第84話:野暮って

 ハルト王国に入り、僕たちは都市アステルに向かって進んでいた。

 カルディアさん達の話によれば僕たちはあと一日ほどでステラ自治区の玄関口と言われる都市サテラスに着くらしい。


 その道中で、ソラナが会うという親族がステラ自治区の領主だと聞いたカルディアさんとシュッケさんは突然緊張感を強めた。


「ソ、ソラナは領主……様の親族だったのか?」


「そ、そうですね。非常に遠い親族なのでお会いしたこともないのですが、母の遺言でそこを頼れと言われていまして……」


 ソラナも二人の変化に当然気がついているので言葉を選んでいるのが分かった。

 だけど、何が問題か分からない状態ではどうしようもないし、嘘をついてもバレてしまうのだから正直に言うしかないのだろう。


「領主様に呼ばれたという訳ではないのね?」


「はい……。もしかしたら領主様は私の存在すら知らない可能性があります。ただ母からは形見を預かっておりまして、それを見せれば悪い扱いは受けないはずだと何度も聞いていまして……」


 ソラナがそう言った後、二人は途端に張り詰めていた空気を弛緩させた。

 何が気になっていたのかは分からないけれど、まぁ取り越し苦労的なやつだったのだろう。

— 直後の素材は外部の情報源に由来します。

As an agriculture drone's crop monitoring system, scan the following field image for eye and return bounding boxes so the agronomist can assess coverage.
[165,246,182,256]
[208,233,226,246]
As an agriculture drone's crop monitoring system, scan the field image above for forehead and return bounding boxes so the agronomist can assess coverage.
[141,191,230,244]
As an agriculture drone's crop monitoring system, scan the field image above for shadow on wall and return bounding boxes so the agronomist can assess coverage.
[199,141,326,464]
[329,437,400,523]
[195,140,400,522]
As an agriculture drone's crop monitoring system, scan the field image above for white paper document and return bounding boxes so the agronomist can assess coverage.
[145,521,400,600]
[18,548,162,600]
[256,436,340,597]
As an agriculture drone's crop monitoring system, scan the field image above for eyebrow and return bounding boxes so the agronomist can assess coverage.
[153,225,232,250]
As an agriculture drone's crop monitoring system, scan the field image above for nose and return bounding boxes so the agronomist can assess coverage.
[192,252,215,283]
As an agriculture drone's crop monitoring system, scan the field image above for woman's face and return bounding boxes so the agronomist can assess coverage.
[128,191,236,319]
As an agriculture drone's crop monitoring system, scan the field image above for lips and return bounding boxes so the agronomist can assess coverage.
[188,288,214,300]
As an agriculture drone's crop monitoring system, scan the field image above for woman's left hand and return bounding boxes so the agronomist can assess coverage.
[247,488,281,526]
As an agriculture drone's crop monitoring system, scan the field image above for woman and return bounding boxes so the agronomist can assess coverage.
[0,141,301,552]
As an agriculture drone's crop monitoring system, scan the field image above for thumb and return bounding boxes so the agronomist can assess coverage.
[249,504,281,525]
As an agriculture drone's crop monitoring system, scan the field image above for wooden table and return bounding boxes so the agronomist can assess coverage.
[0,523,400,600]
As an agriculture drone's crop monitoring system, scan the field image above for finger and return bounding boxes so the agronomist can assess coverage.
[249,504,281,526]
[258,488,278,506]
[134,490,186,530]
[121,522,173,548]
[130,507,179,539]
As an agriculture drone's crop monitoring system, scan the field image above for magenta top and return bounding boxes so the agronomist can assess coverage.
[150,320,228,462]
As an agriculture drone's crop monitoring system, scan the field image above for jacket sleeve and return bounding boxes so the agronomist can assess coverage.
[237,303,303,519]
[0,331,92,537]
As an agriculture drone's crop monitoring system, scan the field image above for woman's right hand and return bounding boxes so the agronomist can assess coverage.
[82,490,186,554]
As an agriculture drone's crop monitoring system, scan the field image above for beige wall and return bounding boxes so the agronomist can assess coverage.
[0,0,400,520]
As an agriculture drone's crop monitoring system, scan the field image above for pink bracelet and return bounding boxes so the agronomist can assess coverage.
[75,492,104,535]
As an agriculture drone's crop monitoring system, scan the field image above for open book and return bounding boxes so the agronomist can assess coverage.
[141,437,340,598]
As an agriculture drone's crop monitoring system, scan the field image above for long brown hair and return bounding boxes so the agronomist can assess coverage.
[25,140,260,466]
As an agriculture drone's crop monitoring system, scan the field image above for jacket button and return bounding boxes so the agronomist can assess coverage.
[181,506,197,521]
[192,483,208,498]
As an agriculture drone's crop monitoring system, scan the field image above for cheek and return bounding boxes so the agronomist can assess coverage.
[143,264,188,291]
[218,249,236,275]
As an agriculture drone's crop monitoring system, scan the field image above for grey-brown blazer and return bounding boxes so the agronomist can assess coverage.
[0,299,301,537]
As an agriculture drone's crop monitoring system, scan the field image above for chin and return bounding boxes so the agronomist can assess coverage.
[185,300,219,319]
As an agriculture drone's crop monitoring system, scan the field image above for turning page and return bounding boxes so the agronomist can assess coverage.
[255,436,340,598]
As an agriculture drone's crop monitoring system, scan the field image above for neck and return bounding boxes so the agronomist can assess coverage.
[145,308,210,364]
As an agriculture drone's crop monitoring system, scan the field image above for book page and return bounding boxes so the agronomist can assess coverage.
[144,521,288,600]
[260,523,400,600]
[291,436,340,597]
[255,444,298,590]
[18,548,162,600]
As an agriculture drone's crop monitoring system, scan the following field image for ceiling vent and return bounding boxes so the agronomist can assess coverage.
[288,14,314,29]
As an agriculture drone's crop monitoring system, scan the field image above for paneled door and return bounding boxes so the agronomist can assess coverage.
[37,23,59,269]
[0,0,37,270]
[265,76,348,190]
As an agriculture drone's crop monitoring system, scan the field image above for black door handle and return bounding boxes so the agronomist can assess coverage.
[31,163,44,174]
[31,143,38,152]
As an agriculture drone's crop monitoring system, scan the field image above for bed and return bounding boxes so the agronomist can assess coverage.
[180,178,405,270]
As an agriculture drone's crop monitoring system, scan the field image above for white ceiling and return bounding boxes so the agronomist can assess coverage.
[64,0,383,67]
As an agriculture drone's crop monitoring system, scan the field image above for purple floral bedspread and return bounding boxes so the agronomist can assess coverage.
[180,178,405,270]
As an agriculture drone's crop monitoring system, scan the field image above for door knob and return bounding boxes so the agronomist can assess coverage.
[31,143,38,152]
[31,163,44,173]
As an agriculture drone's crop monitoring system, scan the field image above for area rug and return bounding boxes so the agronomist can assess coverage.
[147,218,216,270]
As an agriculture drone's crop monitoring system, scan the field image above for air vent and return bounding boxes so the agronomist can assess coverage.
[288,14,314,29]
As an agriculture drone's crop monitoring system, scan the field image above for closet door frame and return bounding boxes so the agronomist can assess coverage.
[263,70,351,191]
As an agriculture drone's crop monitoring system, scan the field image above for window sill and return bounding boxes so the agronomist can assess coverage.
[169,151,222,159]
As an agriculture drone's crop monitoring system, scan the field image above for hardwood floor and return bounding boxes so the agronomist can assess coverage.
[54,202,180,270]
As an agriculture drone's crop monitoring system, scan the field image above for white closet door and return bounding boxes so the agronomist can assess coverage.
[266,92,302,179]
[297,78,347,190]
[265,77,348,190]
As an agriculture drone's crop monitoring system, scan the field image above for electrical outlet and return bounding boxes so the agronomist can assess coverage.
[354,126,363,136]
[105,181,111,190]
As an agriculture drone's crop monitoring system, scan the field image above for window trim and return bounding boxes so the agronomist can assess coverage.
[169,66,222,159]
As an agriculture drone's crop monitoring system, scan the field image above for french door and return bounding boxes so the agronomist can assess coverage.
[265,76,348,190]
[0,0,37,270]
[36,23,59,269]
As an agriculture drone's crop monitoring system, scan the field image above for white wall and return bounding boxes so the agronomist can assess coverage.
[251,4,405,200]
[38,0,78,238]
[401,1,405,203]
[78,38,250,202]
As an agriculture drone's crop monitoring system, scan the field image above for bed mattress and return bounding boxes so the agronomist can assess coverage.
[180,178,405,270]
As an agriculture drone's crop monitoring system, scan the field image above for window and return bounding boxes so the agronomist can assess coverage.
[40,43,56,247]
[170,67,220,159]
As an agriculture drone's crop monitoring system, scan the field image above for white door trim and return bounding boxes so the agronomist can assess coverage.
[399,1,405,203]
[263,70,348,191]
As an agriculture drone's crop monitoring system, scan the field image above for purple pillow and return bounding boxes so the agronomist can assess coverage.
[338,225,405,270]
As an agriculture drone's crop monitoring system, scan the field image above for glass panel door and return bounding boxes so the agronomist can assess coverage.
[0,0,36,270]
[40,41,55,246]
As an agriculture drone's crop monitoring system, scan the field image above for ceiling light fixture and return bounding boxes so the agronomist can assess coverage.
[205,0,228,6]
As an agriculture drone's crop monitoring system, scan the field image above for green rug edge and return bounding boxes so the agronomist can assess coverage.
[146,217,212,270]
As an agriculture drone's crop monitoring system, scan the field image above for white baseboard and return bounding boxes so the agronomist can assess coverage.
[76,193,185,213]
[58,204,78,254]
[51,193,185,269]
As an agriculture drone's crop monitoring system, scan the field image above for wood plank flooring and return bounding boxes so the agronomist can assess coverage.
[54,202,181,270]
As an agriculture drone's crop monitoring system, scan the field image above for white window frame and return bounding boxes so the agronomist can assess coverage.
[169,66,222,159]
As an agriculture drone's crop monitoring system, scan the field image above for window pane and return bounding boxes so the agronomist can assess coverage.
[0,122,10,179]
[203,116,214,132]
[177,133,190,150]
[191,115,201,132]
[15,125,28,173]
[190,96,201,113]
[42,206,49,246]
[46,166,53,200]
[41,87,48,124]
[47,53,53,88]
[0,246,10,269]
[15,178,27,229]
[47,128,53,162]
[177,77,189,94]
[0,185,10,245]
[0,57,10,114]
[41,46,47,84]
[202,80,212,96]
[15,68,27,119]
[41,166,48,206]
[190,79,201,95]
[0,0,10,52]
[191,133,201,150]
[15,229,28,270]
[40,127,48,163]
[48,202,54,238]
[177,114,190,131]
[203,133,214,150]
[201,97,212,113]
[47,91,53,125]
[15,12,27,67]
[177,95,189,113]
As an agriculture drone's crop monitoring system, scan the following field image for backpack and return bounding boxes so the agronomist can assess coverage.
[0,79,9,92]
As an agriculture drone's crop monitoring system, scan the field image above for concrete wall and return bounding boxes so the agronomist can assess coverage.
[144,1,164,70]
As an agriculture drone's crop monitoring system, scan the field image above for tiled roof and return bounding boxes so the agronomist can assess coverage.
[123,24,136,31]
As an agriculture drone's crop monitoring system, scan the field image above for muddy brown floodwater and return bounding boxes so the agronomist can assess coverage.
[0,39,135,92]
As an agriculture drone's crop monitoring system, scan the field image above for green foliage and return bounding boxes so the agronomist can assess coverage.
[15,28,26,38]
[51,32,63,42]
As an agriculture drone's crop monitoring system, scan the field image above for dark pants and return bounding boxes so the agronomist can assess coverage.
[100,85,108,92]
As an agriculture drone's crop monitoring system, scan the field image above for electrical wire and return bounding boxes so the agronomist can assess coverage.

「そうか……。領主、様は気難しい方だと言われているから、どういう反応になるか分からないな。もし困ったら私たちのところに来るんだぞ? ソラナだったら歓迎するからな」


「分かりました。あまり期待しないようにしようと思います」


 ソラナはちょっとだけ沈んだようだった。

 そんな空気を変えようと、今度はカルディアさんが僕に聞いた。


「それで、アステルに着いたらケイダはどうするんだ? あたしたちと一緒に来るか?」


「カルディアちゃん……!」


「あ、そうか。すまん、野暮だったわ。今のは聞かなかったことにしてくれ」


 だけどシュッケさんに名前を呼ばれるとカルディアさんは話を止めようとしてしまった。


「え、野暮ってどういうことで――」


「ケイダ。す、少しは落ち着きたまえよ」


「いや、落ち着いてないのはカルディアさんのほうじゃないですか」


「ケイダくん、これから女の子だけの話し合いをするから少しだけ後ろにいてもらっても良いかな?」


「今からですか? さっきまでそんな話になってなかったのに――」


「炙るよ?」


 凄むシュッケさんが怖かったので、僕はすぐに退きました。

 その後、三人は楽しそうに話していたんだけれど、僕は蚊帳の外でした。





 その日、野営の食事をした後で僕とソラナは見張り番を仰せつかった。

 シュッケさんにそうするように脅されたからという面もあったのだけれど、僕もソラナとゆっくり話したかったのでちょうどよかった。


 二人で見張りをすることもあったんだけれど、街のこととかカルディアさんとシュッケさん達のことを話すばかりで核心に触れる話はずっと避けてきてしまったのだ。


 僕とソラナは横に並んで座っていて、目の前には焚き火の炎がゆらめいている。

 ソラナは髪を後ろで縛り、古い時代の田舎風ワンピースみたいな服を着ている。素朴だけど今日もとっても可愛い。


 僕たちはしばらく黙ってゆっくりしていたけれど、まずは僕の方から聞きたかったことを口に出すことにした。 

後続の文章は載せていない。